I converted my primary residence into a rental property last year. For depreciation purposes, I must choose between GDS ("General Depreciation System") or ADS ("Alternative Depreciation System"). Once I choose, I can never change it.

The primary difference seems to be that ADS gives you a 40-year depreciation duration, whereas the GDS is 27.5 years for residential rental property.

I'm new to the concept of depreciation. My basic understanding is that with a longer depreciation period you get a smaller (passive) deduction each year. But, your cost basis doesn't decrease as quickly. So, if I'm going to sell the property in 10 years, I'll have less capital gains due to the higher basis.

Currently, the property is giving me a small passive loss. But I have no passive income, so I can't use the deduction.

What else should I consider before making the choice? (e.g. inheritance issues, converting it back to a primary residence, etc?)

Thank you.

From IRS Pub 527 (2014):

If you choose to use ADS for your residential rental property, the
election must be made in the first year the property is placed in
service. Once you make this election, you can never revoke it. For
property placed in service during 2014, you make the election to use
ADS by entering the depreciation on Form 4562, Part III, Section C,
line 20c.

2 Answers 2


There are specific cases where you are required to use ADS:

Required use of ADS. You must use ADS for the following property.

  • Listed property used 50% or less in a qualified business use. See chapter 5 for information on listed property.

  • Any tangible property used predominantly outside the United States during the year.

  • Any tax-exempt use property.

  • Any tax-exempt bond-financed property.

  • All property used predominantly in a farming business and placed in service in any tax year during which an election not to apply the uniform capitalization rules to certain farming costs is in effect.
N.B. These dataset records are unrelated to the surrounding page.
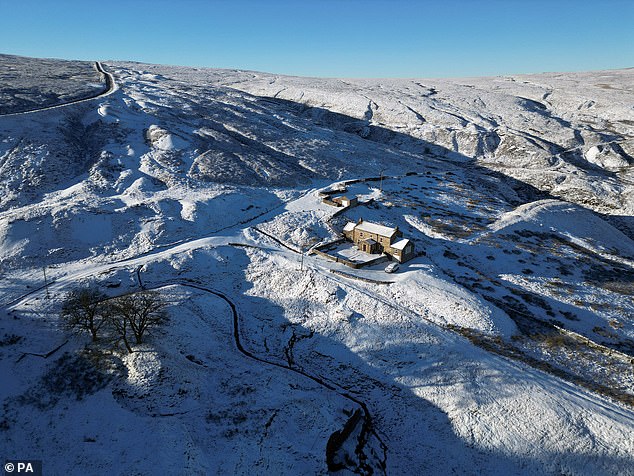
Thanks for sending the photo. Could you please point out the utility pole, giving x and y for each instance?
(46, 282)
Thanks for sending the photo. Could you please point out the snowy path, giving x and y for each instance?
(111, 87)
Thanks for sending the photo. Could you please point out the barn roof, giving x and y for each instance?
(349, 226)
(400, 244)
(377, 229)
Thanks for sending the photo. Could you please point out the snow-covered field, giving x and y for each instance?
(505, 347)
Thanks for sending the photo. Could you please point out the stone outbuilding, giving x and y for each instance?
(373, 238)
(344, 201)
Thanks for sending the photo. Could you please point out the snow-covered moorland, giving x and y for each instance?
(505, 347)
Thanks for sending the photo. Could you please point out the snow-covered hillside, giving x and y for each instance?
(505, 347)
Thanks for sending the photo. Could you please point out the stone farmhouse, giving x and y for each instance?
(373, 238)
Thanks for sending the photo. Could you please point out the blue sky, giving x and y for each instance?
(345, 38)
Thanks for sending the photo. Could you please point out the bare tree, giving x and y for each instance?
(82, 311)
(135, 314)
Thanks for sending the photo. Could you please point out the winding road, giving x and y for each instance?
(111, 87)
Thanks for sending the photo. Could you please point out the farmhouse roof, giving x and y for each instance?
(400, 244)
(349, 226)
(377, 229)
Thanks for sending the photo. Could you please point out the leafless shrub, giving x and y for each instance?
(133, 315)
(83, 311)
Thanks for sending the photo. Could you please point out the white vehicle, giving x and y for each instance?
(391, 268)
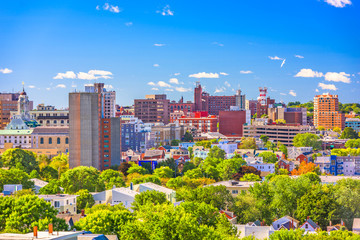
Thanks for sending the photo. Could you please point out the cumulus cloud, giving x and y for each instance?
(292, 93)
(182, 89)
(166, 11)
(5, 70)
(337, 77)
(339, 3)
(245, 72)
(61, 86)
(204, 75)
(308, 73)
(174, 80)
(327, 86)
(275, 58)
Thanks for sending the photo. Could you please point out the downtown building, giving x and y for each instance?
(94, 139)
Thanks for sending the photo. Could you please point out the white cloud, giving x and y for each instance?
(339, 3)
(204, 75)
(60, 86)
(282, 64)
(219, 90)
(337, 77)
(174, 80)
(245, 72)
(327, 86)
(292, 93)
(182, 89)
(5, 70)
(308, 73)
(166, 11)
(67, 74)
(275, 58)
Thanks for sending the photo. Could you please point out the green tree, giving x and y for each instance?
(84, 200)
(250, 177)
(268, 157)
(53, 187)
(153, 197)
(82, 177)
(112, 178)
(164, 172)
(349, 133)
(19, 158)
(307, 140)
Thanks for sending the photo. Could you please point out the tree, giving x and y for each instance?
(82, 177)
(84, 200)
(124, 167)
(28, 211)
(153, 197)
(112, 178)
(216, 152)
(349, 133)
(248, 143)
(188, 137)
(250, 177)
(244, 170)
(164, 172)
(306, 168)
(307, 140)
(19, 158)
(268, 157)
(264, 138)
(53, 187)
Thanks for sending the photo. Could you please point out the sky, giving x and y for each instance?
(297, 49)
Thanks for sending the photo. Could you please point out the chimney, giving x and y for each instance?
(35, 231)
(50, 228)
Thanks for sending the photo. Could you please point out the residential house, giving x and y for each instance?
(64, 203)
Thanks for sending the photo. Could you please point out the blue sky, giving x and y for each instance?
(295, 48)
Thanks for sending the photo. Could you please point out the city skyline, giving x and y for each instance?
(297, 49)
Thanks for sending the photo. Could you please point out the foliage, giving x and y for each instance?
(307, 140)
(248, 143)
(80, 178)
(21, 159)
(84, 200)
(250, 177)
(153, 197)
(349, 133)
(53, 187)
(112, 178)
(268, 157)
(164, 172)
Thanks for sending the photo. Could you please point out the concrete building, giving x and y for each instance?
(84, 138)
(290, 115)
(283, 133)
(326, 112)
(153, 109)
(231, 122)
(354, 123)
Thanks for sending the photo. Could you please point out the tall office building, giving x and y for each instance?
(326, 112)
(153, 109)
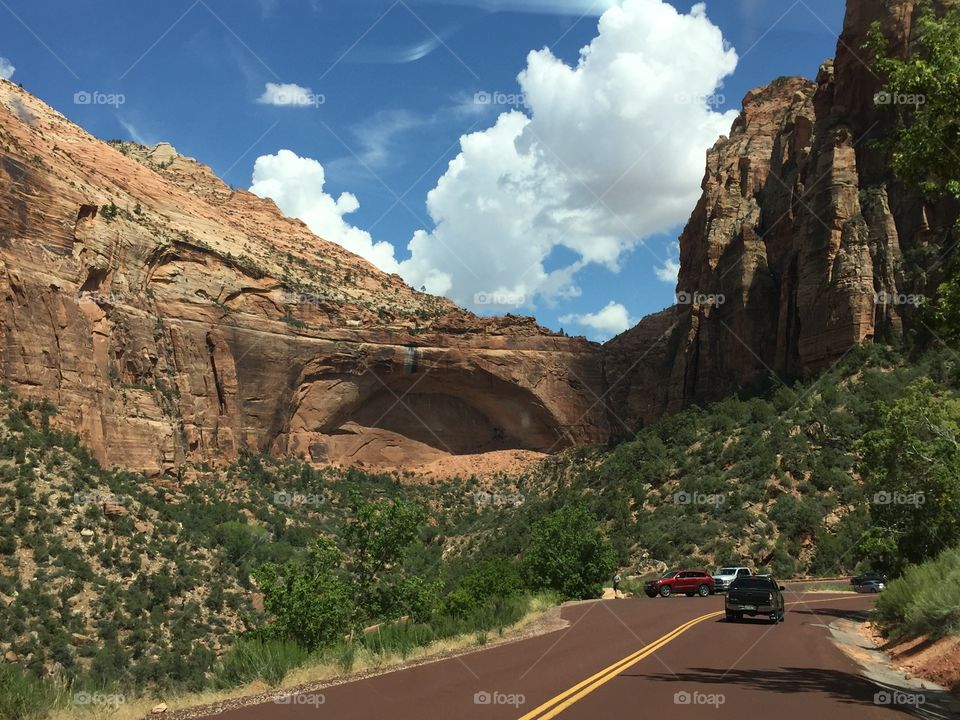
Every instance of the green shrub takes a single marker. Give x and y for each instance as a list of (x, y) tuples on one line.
[(257, 658), (568, 554), (924, 601), (24, 696)]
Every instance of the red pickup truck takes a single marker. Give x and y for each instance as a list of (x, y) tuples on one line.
[(688, 582)]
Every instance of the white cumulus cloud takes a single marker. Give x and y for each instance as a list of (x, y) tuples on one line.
[(611, 320), (611, 152), (296, 184), (669, 271), (289, 95)]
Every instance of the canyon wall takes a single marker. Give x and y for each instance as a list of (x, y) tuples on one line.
[(802, 246), (169, 317)]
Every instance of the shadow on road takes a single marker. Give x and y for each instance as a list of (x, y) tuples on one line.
[(838, 612), (842, 686)]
  • Any property imported from a foreign country for which an Executive Order is in effect because the country maintains trade restrictions or engages in other discriminatory acts.

See publication 946. If none of those apply to your property - you may elect ADS. Why would you elect ADS when you're not required to use it? If you can't think of a reason, then don't elect it. For most people the shorter the depreciation period - the more they can deduct (or accumulate in passive losses) each year, and that is usually the desirable case.
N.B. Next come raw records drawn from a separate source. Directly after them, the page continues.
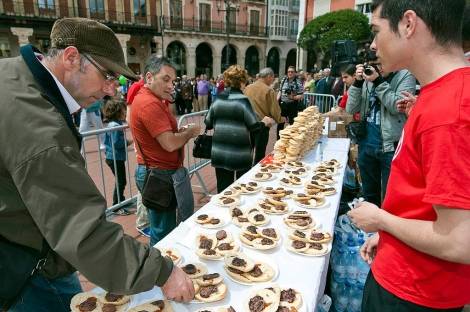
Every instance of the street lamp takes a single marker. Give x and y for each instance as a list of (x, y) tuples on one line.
[(230, 6)]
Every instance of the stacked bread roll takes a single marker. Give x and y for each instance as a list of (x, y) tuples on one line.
[(300, 137)]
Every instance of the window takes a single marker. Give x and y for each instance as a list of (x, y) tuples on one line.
[(140, 8), (5, 50), (96, 8), (176, 19), (254, 22), (46, 4), (204, 16), (232, 19)]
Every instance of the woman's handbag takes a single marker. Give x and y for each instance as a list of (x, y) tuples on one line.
[(357, 130), (157, 191), (203, 146)]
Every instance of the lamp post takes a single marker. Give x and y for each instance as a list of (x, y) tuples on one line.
[(230, 6)]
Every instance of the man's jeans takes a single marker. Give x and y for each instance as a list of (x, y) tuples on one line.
[(374, 166), (44, 295), (162, 223)]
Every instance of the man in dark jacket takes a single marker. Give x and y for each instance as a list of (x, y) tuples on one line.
[(47, 199)]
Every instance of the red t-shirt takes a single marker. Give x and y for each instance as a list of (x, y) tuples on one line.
[(430, 167), (133, 89), (151, 117)]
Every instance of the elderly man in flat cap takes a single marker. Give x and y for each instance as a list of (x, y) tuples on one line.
[(52, 219)]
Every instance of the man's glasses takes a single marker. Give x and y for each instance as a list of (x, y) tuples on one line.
[(109, 77)]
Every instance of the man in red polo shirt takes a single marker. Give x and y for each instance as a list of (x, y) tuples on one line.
[(160, 144), (420, 256)]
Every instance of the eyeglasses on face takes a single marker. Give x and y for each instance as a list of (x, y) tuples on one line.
[(109, 77)]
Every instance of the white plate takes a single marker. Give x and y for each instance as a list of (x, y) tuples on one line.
[(273, 177), (224, 220), (250, 292), (255, 256), (324, 205), (286, 245), (277, 243), (238, 201)]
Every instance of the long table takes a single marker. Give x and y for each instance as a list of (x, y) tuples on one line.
[(303, 273)]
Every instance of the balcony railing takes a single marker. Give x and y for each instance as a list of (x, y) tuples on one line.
[(208, 26), (33, 11)]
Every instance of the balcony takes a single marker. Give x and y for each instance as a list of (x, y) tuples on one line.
[(32, 14), (212, 27)]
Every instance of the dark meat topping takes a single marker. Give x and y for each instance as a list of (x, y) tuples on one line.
[(317, 236), (109, 308), (202, 217), (207, 277), (299, 234), (221, 235), (238, 262), (159, 303), (190, 269), (269, 232), (252, 229), (235, 270), (249, 237), (298, 244), (225, 246), (112, 297), (256, 272), (316, 246), (88, 305), (236, 212), (259, 217), (205, 243), (288, 295), (256, 304), (209, 252), (242, 219), (267, 241), (207, 291)]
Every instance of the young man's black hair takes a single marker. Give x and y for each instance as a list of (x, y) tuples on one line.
[(440, 21)]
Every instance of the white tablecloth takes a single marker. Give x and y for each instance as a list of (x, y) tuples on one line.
[(305, 274)]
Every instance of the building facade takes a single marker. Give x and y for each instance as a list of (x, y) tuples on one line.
[(314, 8), (199, 36)]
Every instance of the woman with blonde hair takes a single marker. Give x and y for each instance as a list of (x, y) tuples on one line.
[(233, 120)]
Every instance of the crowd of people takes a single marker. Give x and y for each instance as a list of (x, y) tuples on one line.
[(412, 157)]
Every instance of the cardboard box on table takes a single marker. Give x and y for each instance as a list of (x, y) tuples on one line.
[(337, 121)]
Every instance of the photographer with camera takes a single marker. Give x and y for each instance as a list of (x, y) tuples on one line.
[(289, 96), (374, 94)]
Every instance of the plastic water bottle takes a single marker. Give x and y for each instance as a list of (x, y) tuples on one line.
[(324, 304), (362, 270), (339, 270), (355, 298), (351, 260), (342, 300)]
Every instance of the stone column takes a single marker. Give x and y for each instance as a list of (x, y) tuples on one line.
[(191, 61), (158, 42), (282, 66), (216, 64), (123, 38), (23, 34)]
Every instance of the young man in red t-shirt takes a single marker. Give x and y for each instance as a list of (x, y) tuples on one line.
[(420, 256)]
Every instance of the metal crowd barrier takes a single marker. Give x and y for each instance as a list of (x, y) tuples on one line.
[(194, 164), (324, 102), (100, 180)]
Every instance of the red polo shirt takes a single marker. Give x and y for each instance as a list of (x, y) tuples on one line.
[(430, 167), (151, 117)]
If you plan on selling in 10 years, keep in mind the depreciation recapture and consider whether the passive losses (offsetting regular income) are worth the extra tax in this case.
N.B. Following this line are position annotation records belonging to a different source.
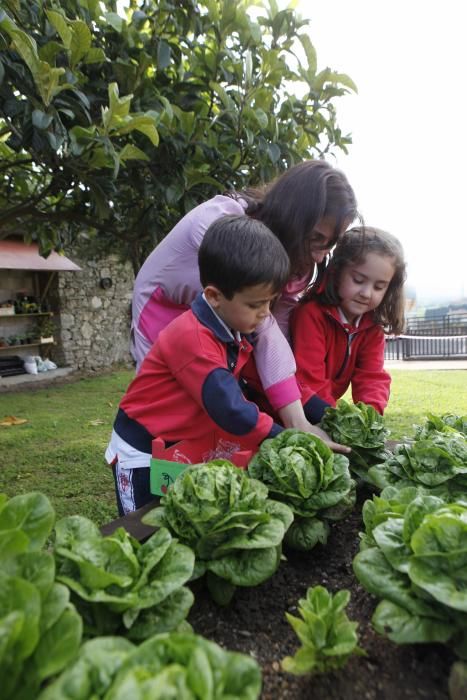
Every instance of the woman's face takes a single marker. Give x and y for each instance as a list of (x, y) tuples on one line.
[(323, 237)]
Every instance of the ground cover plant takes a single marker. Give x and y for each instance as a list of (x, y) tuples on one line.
[(327, 635), (301, 471), (61, 446), (227, 519), (362, 428), (120, 586), (179, 666), (413, 559)]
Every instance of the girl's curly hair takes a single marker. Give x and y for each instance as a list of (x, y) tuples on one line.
[(352, 249)]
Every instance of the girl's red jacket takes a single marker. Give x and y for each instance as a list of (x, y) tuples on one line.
[(331, 355)]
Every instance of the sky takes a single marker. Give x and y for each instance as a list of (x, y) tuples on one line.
[(408, 160)]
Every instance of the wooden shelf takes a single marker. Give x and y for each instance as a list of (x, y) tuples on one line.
[(16, 316), (25, 345)]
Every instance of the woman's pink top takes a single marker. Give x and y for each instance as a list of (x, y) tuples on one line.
[(169, 281)]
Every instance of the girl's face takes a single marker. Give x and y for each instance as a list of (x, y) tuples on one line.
[(323, 237), (362, 286)]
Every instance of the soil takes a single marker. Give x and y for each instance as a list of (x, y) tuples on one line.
[(254, 623)]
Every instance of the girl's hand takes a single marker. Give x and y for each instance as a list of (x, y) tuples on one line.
[(293, 416)]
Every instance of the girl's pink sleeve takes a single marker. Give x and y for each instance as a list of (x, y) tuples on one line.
[(275, 364)]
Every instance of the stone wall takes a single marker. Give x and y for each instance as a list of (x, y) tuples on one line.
[(93, 323)]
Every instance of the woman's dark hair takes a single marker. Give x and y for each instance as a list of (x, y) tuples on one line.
[(238, 252), (296, 201), (352, 249)]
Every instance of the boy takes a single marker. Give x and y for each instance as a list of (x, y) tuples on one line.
[(189, 385)]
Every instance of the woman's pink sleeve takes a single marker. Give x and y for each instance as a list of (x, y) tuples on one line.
[(275, 364)]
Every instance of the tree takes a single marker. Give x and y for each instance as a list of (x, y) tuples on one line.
[(112, 127)]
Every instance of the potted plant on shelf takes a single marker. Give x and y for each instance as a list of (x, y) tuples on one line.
[(45, 330)]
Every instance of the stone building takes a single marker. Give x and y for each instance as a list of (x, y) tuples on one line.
[(84, 304)]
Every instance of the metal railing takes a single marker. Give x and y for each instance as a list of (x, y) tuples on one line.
[(435, 338)]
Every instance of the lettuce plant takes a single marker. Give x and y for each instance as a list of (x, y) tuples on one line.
[(228, 521), (447, 423), (413, 557), (301, 471), (327, 635), (40, 631), (181, 666), (120, 585), (437, 461), (360, 427)]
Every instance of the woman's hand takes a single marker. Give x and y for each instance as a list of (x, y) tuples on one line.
[(335, 446), (293, 416)]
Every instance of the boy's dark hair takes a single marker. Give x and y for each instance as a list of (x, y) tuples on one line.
[(296, 201), (352, 249), (238, 252)]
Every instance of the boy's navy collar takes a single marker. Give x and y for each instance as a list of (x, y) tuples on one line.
[(208, 317)]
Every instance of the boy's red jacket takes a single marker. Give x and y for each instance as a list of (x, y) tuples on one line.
[(330, 355), (188, 386)]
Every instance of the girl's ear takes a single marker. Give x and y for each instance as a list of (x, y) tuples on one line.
[(213, 296)]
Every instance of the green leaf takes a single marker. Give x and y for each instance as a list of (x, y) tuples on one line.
[(32, 514), (144, 124), (95, 55), (60, 24), (59, 645), (115, 21), (163, 55), (130, 152), (80, 41), (310, 53)]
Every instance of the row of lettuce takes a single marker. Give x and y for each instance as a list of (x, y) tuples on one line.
[(64, 583)]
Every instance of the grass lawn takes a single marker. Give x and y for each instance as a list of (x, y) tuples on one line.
[(59, 451)]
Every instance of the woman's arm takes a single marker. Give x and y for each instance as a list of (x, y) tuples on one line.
[(275, 364)]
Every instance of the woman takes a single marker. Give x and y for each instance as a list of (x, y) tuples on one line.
[(308, 207)]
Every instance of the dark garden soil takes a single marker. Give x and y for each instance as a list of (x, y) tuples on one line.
[(255, 624)]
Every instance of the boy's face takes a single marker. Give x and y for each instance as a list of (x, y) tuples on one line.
[(247, 308)]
  • Thank you, that is helpful. Would you be willing to expand on the "depreciation recapture" and "whether the passive losses are worth the extra tax"? I don't really understand how this all plays out in the future.
    – bitsmack
    Commented Mar 4, 2015 at 19:06
  • @bitsmack you may want to talk to a licensed tax adviser (EA/CPA licensed in your State).
    – littleadv
    Commented Mar 4, 2015 at 21:34
  • 1
    I just spent some time reading about depreciation recapture, and I agree that I should talk to a professional :) Thanks!
    – bitsmack
    Commented Mar 5, 2015 at 17:52

The 40 year option has been changed to 30, I believe. I'm researching that. But if depreciation has never been claimed and you need to "recapture" it anyway, then 40 years is definitely preferable.